China Open - Profis geben sich keine Blöße

Eurosport - Mo 24.Mrz. 17:56:00 2008

Nachdem im Vorjahr noch fünf chinesische Wildcard-Spieler die Runde der letzten 32 bei den China Open in Peking erreicht hatten schaffte in diesem Jahr keiner einen Sieg in der Wildcard-Runde. Einem Erfolg am nächsten kam noch der ehemalige Maintour-Spieler Jin Long.

SNOOKER 2007-2008 China Open Marco Fu - 0

Jin unterlag dem Routinier Dave Harold erst im Endspiel auf die Farben im neunten Frame mit 4:5. Dabei hatte der Asiate in diesem Durchgang schon mit 55:1 vorne gelegen.

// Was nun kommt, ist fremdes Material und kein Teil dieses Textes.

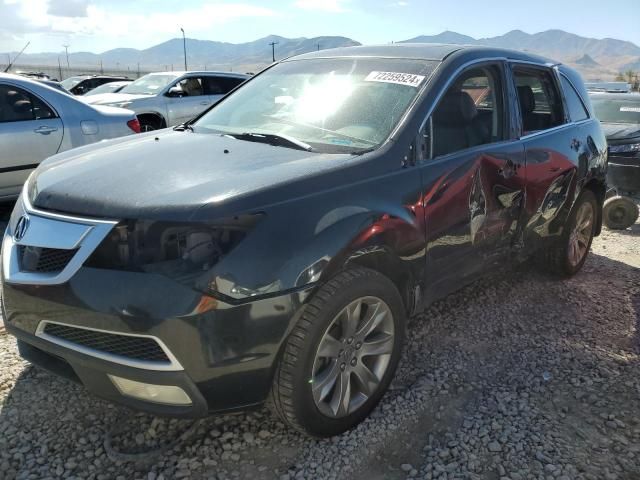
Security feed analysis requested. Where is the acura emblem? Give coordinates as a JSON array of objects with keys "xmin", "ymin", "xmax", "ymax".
[{"xmin": 13, "ymin": 215, "xmax": 29, "ymax": 242}]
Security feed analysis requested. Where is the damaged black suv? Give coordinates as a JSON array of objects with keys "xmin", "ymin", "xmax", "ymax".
[{"xmin": 2, "ymin": 44, "xmax": 607, "ymax": 436}]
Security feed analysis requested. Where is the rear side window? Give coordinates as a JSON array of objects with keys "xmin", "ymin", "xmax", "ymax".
[
  {"xmin": 513, "ymin": 67, "xmax": 564, "ymax": 135},
  {"xmin": 205, "ymin": 77, "xmax": 244, "ymax": 95},
  {"xmin": 560, "ymin": 75, "xmax": 589, "ymax": 122},
  {"xmin": 0, "ymin": 85, "xmax": 56, "ymax": 123}
]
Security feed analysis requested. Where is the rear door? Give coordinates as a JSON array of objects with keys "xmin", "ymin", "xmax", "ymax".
[
  {"xmin": 511, "ymin": 63, "xmax": 588, "ymax": 250},
  {"xmin": 0, "ymin": 83, "xmax": 63, "ymax": 197},
  {"xmin": 418, "ymin": 62, "xmax": 524, "ymax": 299}
]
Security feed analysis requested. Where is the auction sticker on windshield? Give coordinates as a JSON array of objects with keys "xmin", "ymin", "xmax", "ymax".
[{"xmin": 364, "ymin": 72, "xmax": 425, "ymax": 87}]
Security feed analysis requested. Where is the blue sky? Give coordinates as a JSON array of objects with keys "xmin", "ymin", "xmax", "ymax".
[{"xmin": 0, "ymin": 0, "xmax": 640, "ymax": 53}]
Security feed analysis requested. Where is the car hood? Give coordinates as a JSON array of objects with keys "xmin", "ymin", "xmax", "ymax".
[
  {"xmin": 602, "ymin": 123, "xmax": 640, "ymax": 143},
  {"xmin": 80, "ymin": 93, "xmax": 153, "ymax": 105},
  {"xmin": 27, "ymin": 130, "xmax": 359, "ymax": 220}
]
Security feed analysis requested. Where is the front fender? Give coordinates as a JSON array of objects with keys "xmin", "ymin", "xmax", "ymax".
[{"xmin": 205, "ymin": 199, "xmax": 424, "ymax": 302}]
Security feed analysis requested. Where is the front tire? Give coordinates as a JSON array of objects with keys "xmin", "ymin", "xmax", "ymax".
[
  {"xmin": 271, "ymin": 268, "xmax": 405, "ymax": 437},
  {"xmin": 542, "ymin": 190, "xmax": 598, "ymax": 277}
]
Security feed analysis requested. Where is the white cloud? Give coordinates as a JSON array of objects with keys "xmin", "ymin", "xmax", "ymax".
[
  {"xmin": 294, "ymin": 0, "xmax": 346, "ymax": 12},
  {"xmin": 47, "ymin": 0, "xmax": 89, "ymax": 17},
  {"xmin": 0, "ymin": 0, "xmax": 277, "ymax": 42}
]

Aber auch andere aus der jungen chinesischen Garde brachten ihre favorisierten Gegner durchaus ins Schwitzen. So zwang der erst 18-jährige Li Yuan den Grand Prix Champion Marco Fu ebenfalls über die volle Distanz, ehe sich der Akteur aus Hongkong mit 5:4 durchsetzte und nun in einer Wiederauflage des Grand Prix Finales auf Ronnie O'Sullivan trifft.

Li steckt nicht auf

Li hatte dabei sogar die ersten beiden Frames gewonnen, ehe Fu bis zur Pause mit Breaks von 105 und 77 ausglich. Als Fu dann aber mit 4:2 vorne lag, schien die Entscheidung gefallen. Aber Li steckte nicht auf, verkürzte mit einem 81er-Break und glich mit einer 30er-Clearance in Frame acht aus, nachdem Marco Fu einen Matchball verschossen hatte.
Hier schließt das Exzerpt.